Re: [Cfrg] Elliptic Curves - signature scheme: friendliness to low memory implementations (ends on June 3rd)

[Taylor R Campbell <campbell+cfrg@mumble.net>]

   Date: Wed, 20 May 2015 22:16:16 +0100
   From: Alexey Melnikov <alexey.melnikov@isode.com>

   Chairs wish to poll the group on the following topic (please pick one):

   #1: The signature scheme should follow the traditional model of hashing
   the message to be signed, thus trivially supporting IUF APIs in
   constant-space, at the cost of requiring collision resistant hash
   functions.

   #2: The signature scheme should not depend on collision resistance, at the
   cost of the signing algorithm having to buffer messages to be signed.

   #3: option #2, but with an additional "large message" mode defined for
   protocols that feel that they need it, where the message to be signed is
   actually a hash of the true message.

#2.  Let's not repeat the error of RSASSA-PSS's reliance on collision
resistance which led to certificate forgery in the real world with MD5
collisions[1], and let's discourage anyone from designing denial of
service against verifiers into new protocols.

Given a deterministic signature scheme S_k(m) built on a hash function
F_r(m) needing only target collision resistance, it is easy to imagine
a randomized long-message signature scheme satisfied either by
signing-time entropy or by collision resistance of F_r: for a secret
key k and message m, randomly generate r and yield as the signature
`F_r' || S_k(`F_r' || F_r(m)).  The reverse is not so easy.

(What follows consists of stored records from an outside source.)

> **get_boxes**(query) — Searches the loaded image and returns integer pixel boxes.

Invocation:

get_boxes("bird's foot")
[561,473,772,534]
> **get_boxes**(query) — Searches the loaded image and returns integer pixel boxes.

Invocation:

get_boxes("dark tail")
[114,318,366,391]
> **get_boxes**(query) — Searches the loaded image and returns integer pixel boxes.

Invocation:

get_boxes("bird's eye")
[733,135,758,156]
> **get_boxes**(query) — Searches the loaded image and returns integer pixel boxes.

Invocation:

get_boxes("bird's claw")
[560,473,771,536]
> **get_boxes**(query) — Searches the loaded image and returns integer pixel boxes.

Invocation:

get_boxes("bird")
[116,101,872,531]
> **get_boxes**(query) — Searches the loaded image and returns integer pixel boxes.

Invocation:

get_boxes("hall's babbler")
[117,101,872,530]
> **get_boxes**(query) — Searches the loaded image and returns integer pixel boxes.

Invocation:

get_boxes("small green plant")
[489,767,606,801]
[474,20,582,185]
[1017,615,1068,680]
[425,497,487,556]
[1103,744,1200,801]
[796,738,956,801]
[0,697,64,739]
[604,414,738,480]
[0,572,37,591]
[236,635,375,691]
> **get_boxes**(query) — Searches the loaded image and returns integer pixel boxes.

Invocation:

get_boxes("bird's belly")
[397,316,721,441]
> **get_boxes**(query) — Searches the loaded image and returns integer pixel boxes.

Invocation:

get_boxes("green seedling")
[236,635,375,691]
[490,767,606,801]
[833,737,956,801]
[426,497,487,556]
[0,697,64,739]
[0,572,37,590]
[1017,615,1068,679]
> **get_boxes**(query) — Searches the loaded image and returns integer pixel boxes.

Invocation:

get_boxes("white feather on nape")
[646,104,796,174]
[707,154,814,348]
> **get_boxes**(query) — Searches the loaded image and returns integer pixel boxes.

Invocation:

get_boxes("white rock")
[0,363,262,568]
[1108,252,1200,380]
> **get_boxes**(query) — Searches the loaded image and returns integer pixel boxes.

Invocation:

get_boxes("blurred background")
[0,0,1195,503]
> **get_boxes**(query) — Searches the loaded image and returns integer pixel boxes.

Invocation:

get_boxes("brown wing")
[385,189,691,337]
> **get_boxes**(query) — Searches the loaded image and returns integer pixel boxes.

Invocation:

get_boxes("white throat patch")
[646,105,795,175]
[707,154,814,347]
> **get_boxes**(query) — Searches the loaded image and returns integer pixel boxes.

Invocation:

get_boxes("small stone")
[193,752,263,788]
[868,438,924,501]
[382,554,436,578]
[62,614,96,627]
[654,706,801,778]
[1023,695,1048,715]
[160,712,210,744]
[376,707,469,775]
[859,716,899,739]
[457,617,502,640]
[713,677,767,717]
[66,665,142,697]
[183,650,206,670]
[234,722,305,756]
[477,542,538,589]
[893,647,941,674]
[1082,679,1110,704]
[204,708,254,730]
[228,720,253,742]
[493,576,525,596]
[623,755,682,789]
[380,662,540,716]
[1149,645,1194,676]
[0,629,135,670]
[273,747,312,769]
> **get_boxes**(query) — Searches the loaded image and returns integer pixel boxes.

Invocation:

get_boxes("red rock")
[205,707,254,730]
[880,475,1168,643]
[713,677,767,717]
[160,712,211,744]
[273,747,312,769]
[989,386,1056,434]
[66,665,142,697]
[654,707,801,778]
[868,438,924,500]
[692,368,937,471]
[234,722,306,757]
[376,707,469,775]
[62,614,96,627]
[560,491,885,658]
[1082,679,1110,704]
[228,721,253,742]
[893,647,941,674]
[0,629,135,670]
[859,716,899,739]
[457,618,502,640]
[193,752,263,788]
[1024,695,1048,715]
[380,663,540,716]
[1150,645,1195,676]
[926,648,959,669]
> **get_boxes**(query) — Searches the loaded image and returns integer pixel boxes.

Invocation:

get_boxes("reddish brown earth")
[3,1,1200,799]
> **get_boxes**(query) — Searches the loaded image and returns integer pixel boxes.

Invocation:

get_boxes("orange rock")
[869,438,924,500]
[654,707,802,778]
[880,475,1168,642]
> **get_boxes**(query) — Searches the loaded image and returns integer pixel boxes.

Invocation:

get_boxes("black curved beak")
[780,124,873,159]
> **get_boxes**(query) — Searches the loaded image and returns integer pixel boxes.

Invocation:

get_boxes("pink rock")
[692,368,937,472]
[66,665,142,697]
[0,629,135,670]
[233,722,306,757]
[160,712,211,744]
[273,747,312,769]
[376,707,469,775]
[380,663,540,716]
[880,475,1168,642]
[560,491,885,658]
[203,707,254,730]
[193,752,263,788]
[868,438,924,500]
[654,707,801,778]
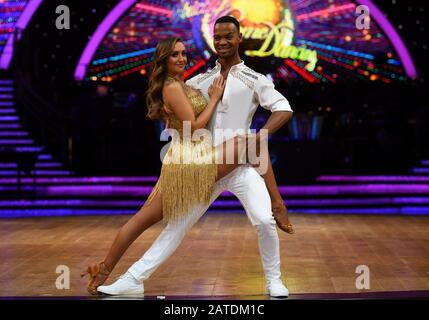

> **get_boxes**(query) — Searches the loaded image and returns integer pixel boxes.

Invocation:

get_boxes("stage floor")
[1,212,429,298]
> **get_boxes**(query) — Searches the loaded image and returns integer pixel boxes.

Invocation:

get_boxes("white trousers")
[128,165,282,283]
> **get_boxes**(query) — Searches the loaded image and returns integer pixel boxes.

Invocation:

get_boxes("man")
[98,16,293,297]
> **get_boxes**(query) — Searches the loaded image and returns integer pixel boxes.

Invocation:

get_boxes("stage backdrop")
[74,0,416,83]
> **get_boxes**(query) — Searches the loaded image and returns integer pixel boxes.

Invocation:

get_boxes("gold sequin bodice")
[165,77,207,131]
[146,77,217,223]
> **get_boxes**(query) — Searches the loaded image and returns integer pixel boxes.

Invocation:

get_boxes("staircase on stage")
[1,78,429,217]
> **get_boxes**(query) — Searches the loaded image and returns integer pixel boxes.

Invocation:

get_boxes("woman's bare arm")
[163,77,225,131]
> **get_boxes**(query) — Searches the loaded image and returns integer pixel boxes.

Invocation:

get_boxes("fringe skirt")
[146,138,217,223]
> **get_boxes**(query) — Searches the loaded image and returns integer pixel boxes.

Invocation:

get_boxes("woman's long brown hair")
[146,37,183,121]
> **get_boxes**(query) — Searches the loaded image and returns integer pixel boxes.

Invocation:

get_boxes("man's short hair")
[214,16,240,33]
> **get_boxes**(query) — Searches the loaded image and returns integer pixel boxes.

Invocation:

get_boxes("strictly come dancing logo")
[175,0,318,72]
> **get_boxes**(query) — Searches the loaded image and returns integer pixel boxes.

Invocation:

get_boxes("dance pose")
[83,16,294,297]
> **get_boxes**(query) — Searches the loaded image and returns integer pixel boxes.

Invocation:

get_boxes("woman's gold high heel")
[272,202,295,234]
[81,262,111,295]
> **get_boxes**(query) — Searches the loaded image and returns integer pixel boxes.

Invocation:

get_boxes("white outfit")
[128,60,293,284]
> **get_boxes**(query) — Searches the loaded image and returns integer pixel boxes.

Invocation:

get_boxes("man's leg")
[97,184,224,295]
[127,184,224,282]
[226,166,288,296]
[127,204,210,281]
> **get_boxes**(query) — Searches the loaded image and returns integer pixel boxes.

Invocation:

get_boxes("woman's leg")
[103,191,163,271]
[215,135,293,233]
[262,154,294,233]
[88,191,164,290]
[216,135,248,180]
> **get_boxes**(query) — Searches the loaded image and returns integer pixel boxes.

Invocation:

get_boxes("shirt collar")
[215,59,245,71]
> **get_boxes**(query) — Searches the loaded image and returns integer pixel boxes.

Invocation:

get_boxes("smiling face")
[213,22,242,59]
[166,41,187,76]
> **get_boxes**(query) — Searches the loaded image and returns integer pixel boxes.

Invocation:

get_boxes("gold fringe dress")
[146,77,217,222]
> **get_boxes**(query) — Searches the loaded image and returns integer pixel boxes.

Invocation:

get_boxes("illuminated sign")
[180,0,318,72]
[80,0,413,83]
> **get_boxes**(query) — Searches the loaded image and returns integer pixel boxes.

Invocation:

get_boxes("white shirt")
[186,60,293,146]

But while this scheme may be useful to put band-aids over legacy
protocols, it encourages designing protocols that admit denial of
service for verifiers.  Practical protocols involving large messages
should split them into parts that can be verified independently.

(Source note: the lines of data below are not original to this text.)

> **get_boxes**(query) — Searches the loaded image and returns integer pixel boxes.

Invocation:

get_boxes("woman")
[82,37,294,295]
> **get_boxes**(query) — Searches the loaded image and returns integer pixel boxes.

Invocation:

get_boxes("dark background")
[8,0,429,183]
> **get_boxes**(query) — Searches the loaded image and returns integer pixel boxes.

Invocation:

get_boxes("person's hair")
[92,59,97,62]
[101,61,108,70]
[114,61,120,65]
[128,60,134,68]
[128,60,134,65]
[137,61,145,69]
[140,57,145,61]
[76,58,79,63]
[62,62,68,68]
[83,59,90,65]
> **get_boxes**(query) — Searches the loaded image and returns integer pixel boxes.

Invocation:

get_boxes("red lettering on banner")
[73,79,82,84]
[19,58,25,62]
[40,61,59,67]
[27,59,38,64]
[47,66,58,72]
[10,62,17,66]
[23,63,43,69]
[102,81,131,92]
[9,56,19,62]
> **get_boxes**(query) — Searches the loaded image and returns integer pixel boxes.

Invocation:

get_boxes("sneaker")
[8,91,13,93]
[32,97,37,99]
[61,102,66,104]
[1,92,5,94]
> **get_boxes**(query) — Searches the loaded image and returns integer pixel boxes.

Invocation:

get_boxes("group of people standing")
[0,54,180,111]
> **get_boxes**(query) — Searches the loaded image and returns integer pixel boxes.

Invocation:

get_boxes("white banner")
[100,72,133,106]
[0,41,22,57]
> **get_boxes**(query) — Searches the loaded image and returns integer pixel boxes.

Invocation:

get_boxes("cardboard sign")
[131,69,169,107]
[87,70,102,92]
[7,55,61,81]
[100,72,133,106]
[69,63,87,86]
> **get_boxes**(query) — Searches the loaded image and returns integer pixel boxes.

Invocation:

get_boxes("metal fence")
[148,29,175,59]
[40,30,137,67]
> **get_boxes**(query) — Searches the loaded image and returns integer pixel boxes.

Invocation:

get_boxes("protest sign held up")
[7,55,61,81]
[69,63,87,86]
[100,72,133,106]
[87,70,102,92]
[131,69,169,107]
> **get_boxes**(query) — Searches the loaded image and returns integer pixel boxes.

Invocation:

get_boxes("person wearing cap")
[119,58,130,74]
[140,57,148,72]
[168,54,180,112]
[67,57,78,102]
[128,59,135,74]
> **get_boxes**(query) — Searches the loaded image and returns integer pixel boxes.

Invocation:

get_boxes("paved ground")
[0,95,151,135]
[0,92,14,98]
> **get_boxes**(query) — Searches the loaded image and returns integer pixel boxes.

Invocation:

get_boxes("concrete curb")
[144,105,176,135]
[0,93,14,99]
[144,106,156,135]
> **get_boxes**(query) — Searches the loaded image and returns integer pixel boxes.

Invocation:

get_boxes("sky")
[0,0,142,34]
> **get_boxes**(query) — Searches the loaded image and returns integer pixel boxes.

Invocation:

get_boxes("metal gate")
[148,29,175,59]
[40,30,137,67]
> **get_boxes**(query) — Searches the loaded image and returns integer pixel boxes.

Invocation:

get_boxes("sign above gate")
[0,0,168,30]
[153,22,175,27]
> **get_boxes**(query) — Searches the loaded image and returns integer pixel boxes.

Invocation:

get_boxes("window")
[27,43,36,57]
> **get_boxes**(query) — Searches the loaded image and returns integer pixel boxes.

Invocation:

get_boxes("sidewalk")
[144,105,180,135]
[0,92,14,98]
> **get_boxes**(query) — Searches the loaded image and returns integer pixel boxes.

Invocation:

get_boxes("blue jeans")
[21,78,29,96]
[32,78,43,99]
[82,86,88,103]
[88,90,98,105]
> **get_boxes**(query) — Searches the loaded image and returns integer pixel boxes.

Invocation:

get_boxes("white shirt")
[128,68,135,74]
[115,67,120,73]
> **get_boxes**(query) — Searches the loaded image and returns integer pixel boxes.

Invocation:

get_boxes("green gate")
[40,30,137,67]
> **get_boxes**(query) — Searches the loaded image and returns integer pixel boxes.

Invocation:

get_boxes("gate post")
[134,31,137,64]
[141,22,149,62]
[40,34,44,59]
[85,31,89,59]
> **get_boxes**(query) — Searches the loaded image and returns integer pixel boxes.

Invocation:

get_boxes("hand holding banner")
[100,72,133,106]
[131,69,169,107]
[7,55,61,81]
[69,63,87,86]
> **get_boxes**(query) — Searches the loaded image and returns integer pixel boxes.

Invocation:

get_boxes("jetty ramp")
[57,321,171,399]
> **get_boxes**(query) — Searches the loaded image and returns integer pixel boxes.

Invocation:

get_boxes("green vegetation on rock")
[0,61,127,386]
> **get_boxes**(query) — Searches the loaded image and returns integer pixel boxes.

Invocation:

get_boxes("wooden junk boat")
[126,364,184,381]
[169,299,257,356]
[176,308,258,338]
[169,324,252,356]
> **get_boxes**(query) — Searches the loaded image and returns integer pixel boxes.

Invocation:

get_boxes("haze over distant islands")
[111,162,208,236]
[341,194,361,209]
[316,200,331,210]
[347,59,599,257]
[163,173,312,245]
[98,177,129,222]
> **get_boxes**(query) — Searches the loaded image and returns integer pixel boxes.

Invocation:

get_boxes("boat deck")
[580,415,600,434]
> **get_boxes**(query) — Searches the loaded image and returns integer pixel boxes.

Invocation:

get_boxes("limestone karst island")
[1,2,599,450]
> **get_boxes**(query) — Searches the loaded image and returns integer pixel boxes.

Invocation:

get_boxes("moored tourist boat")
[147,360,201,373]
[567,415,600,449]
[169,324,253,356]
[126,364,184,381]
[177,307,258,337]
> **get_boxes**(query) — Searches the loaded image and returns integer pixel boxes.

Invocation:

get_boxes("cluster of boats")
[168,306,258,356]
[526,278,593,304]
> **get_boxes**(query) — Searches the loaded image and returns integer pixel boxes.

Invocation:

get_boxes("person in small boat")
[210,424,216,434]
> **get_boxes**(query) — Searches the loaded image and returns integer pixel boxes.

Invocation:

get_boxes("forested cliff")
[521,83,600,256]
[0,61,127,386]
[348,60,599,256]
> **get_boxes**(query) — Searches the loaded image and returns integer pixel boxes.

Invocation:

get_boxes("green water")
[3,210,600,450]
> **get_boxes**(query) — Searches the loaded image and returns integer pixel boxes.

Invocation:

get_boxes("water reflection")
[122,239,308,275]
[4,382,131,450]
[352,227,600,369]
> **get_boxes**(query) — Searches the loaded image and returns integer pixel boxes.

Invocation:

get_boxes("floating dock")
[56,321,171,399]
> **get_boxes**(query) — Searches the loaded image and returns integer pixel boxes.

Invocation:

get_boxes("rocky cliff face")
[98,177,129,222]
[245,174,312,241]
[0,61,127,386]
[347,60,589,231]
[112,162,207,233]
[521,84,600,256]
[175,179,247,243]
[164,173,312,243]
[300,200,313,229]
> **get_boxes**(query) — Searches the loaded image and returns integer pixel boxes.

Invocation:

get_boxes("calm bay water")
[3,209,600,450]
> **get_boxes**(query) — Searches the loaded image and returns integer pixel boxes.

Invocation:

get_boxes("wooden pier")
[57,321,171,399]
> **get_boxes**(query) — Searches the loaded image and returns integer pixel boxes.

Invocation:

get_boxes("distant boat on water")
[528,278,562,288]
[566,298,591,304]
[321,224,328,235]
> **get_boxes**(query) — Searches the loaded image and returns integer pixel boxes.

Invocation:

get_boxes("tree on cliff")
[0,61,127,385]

The best way to split signed messages likely varies from application
to application: signing numbered parts individually in sequence or
computing a Merkle tree of the parts using F_r and then signing the
root[2] are both plausible.  But there's no need for recommendation of
the basic underlying signature scheme to wait on standardizing these.


[1] Bellare & Rogaway's original PSS proposal, in `The Exact Security
of Digital Signatures -- How to Sign with RSA and Rabin' from
Eurocrypt'96, would have avoided the problem by relying only on target
collision resistance of a keyed hash function.  But RSA, Inc. broke it
when standardizing RSASSA-PSS for PKCS#1 in 2003, by unkeying and
derandomizing the hash function.

[2] For example, Tahoe-LAFS uses a signed Merkle tree for random
access to mutable files.  However, rather than randomly choose F_r per
message, it uses the fixed hash m |---> SHA-256(SHA-256(m)), so it
relies on collision resistance of SHA-256.